Should Your Creations Be “Entirely Yours”?

Eric Maisel

Copying certainly makes sense if you are studying art and want to learn from the masters. And clearly it’s not the right thing to do in situations where it amounts to plagiarism. But in between those two ends of the spectrum are many, many gray areas.

Creative people do not exist in a vacuum and there are endless opportunities to come into contact with the work of other artists. What are some of the results, both positive and negative, of all of that contact? The poet Janet Riehl offers the following five categories as a way to think about how creative people can and do respond to the work of other creators. They are:

1. By Copying
2. By Appropriating
3. By Deriving
4. By Being Influenced
5. By Creating Homages


Consider a visual artist attracted to Monet’s Water Lilies.

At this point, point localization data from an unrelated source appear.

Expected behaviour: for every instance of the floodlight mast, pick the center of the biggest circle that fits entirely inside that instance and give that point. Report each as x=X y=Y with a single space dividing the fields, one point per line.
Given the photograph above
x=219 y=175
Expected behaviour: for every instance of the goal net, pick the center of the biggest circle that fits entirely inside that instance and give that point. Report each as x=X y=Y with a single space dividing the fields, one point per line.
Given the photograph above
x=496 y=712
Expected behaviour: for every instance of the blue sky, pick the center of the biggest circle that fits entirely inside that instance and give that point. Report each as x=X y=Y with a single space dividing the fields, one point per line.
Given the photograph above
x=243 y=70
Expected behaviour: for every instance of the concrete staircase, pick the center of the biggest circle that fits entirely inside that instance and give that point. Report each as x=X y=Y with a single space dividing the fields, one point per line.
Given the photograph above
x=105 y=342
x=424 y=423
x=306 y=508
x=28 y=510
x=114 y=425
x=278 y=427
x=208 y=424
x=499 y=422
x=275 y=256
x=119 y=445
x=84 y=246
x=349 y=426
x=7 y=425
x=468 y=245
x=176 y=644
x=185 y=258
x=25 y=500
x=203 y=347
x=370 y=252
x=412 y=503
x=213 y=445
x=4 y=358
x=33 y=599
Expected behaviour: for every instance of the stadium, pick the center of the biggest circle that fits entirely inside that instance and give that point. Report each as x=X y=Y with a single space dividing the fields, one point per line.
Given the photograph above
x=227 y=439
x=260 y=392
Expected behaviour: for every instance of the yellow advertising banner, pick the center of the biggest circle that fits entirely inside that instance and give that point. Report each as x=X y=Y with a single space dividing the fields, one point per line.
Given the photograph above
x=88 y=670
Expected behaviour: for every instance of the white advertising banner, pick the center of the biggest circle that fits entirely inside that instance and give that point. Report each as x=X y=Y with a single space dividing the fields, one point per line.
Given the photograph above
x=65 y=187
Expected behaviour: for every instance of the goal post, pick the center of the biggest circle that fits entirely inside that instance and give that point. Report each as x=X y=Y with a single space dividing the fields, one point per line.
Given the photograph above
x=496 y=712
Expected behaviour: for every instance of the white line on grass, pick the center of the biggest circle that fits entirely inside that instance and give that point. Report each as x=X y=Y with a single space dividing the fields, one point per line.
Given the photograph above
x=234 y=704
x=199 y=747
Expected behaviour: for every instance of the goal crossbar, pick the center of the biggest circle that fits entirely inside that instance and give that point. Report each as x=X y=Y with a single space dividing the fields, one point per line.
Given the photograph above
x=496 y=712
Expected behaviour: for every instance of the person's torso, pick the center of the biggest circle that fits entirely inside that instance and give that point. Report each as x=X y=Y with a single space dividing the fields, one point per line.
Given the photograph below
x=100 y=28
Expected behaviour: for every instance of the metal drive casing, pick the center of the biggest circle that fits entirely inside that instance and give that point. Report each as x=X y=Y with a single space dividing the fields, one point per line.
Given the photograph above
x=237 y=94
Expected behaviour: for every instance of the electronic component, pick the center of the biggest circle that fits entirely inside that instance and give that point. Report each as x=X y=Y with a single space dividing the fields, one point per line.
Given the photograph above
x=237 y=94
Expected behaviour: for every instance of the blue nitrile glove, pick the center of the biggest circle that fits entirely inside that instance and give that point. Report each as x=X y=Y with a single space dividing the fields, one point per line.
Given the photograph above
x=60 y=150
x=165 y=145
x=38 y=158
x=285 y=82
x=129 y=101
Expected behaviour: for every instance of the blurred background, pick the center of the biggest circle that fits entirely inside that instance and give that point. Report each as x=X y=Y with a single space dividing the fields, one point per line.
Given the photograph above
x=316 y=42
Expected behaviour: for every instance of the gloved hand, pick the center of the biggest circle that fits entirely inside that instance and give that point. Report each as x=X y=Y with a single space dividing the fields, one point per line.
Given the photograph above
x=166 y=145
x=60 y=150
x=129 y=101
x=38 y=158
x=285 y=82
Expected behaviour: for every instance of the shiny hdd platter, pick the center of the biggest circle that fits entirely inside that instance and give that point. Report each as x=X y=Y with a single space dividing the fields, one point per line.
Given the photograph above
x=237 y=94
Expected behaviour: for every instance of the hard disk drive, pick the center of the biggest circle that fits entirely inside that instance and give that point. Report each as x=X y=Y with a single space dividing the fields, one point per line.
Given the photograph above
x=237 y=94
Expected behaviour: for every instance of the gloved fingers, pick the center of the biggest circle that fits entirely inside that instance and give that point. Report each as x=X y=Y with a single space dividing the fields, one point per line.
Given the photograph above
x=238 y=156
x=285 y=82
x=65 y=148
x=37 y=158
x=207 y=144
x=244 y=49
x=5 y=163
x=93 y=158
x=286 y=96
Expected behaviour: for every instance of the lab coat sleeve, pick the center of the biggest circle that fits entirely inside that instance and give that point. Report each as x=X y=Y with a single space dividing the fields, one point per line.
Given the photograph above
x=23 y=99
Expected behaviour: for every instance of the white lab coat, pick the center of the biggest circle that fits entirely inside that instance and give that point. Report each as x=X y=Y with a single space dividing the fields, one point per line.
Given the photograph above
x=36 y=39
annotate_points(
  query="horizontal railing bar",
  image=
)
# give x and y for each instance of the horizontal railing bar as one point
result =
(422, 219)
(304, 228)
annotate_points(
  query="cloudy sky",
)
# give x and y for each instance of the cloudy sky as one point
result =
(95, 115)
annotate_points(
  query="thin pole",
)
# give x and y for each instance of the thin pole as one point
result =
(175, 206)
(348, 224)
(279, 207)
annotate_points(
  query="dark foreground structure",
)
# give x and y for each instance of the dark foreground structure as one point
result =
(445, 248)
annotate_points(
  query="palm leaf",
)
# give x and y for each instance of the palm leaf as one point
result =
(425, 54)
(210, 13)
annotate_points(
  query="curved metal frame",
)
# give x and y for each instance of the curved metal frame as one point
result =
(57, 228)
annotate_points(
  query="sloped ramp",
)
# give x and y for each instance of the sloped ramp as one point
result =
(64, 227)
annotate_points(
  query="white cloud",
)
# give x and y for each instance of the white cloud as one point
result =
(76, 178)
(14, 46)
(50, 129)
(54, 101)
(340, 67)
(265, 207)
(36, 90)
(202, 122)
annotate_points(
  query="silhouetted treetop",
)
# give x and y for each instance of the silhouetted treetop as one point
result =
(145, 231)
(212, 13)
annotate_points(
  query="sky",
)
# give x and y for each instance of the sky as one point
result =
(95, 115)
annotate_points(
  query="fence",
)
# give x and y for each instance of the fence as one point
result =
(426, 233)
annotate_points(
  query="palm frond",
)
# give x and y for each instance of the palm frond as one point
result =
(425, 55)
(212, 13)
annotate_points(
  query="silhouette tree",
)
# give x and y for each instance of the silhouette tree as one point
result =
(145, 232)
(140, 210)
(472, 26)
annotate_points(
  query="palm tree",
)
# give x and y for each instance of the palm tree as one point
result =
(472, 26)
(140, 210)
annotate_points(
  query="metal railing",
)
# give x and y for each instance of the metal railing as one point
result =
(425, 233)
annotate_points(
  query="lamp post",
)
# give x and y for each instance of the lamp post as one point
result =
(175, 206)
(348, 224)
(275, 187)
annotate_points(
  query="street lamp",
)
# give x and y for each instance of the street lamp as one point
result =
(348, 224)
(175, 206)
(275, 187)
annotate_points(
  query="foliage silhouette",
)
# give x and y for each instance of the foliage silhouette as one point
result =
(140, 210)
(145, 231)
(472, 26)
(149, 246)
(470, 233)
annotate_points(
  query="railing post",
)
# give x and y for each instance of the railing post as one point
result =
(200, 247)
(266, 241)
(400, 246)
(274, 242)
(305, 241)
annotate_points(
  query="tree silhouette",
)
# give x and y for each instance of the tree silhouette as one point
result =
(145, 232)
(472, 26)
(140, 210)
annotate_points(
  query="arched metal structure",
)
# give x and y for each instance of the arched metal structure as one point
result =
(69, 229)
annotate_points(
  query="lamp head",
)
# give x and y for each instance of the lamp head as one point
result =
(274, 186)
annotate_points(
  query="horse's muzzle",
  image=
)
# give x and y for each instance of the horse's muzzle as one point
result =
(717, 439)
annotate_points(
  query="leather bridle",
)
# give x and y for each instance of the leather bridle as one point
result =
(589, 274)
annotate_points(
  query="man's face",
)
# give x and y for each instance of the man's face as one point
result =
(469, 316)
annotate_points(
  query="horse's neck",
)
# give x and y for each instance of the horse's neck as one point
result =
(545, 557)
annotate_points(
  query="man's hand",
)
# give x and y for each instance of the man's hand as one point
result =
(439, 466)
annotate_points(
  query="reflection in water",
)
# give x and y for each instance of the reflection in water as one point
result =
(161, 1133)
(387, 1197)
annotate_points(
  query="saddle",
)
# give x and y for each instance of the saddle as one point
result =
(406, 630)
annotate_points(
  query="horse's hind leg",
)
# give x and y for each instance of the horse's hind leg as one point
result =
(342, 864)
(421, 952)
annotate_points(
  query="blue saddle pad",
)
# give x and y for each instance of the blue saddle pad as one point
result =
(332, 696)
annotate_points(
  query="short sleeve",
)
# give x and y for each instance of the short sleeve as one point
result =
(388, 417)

• He might, as part of his art apprenticeship, try to copy Monet’s painting as accurately as possible.

• He might “steal” a portion of Monet’s image and drop it directly into his own painting of a pond without attribution.

• He might develop his own style of painting water lilies in such a way that we “see” Monet in his paintings but we recognize that the artist has honorably made the imagery “his own.”

• He might develop his style and become a contemporary impressionist, such that we recognize Monet’s influences in his work but none of Monet’s imagery.

• He might, as a mature artist, tackle a stylish rendering of Monet’s Water Lilies in homage to his predecessor.

It is no ethical problem to follow a recipe from a cookbook. That sort of “copying” is appropriate. It is a very different matter to put that recipe in your own cookbook and act as if it is your own. Between those two extremes are where we live our lives as creative people, being influenced here, doing a little appropriating there, and sometimes crossing some edge and finding that our work is derivative and, as a result, lifeless.

Here are three tips for dealing with all of the existing material—all the paintings, books, movies, songs, and so on—that, for better or worse, can’t help but seep into our consciousness and into our own art.

They are straightforward and obvious tips: 1. Stay alert 2. Be honest 3. Forgive your honest mistakes.

The same tips work for the rest of life, too!